I flipped through my phone and stared down at her phone number, thinking about how strange it would be if I called her out of nowhere. My father and her mother had gotten married months ago, and this would be the first time I called for anything, including a “hello, how are you” type of conversation. I almost felt guilty for pushing everyone out of my life when things went down with Christina. Now, I was left with my tail between my legs, trying to decide whether to call these people or not. I put the phone down and started making the list of workers I was going to call in on the unscheduled rush job. I wanted the best ones for the money, and I would be paying them overtime on the weekend, so they needed to be efficient.

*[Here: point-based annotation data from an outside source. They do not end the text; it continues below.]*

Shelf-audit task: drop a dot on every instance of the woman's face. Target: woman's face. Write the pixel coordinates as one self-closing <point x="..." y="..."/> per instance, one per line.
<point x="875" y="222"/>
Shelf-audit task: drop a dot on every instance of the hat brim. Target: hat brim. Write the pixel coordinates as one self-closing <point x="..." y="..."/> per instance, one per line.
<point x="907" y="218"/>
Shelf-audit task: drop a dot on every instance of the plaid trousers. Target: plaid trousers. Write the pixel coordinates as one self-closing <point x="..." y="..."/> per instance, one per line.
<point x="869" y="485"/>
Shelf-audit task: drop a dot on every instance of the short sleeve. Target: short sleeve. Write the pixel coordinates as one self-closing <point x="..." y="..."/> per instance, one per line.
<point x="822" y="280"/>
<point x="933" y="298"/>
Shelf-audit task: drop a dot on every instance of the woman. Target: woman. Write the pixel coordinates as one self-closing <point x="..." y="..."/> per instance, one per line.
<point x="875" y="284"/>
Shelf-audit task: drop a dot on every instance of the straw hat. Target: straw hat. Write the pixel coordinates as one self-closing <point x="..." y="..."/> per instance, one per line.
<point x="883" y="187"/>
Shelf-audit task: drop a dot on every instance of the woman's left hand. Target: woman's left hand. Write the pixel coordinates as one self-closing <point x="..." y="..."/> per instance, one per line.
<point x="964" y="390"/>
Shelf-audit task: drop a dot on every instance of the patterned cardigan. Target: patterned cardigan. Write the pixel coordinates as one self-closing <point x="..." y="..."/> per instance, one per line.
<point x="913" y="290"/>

Once my list was done, I walked over to the coffee pot and poured myself the last bit in there. I mixed in sugar and light cream and sat back down at my spot. I needed to start getting these guys ready to go since I was examining the space today and would like them to start first thing in the morning in order to get it done on time. I grabbed my phone to call the first guy and remembered that I still needed to find a babysitter for Kayla. I sighed, looking down at Alissa’s number, still apprehensive about calling her. If I had stayed in touch, I could have avoided all of this with a simple text, but that wasn’t going to work. I took a deep breath and pressed send, pulling the phone to my ear.
I was nervous, but not because I hadn’t kept in contact, or because I had to ask for a favor, but for other, way more complicated issues in my head. The fact of the matter was, Alissa was gorgeous, and every time I was around her, I could feel a lump in my throat and a heat in my stomach. I had promised myself that I would stay away from her, for my own good, and for hers.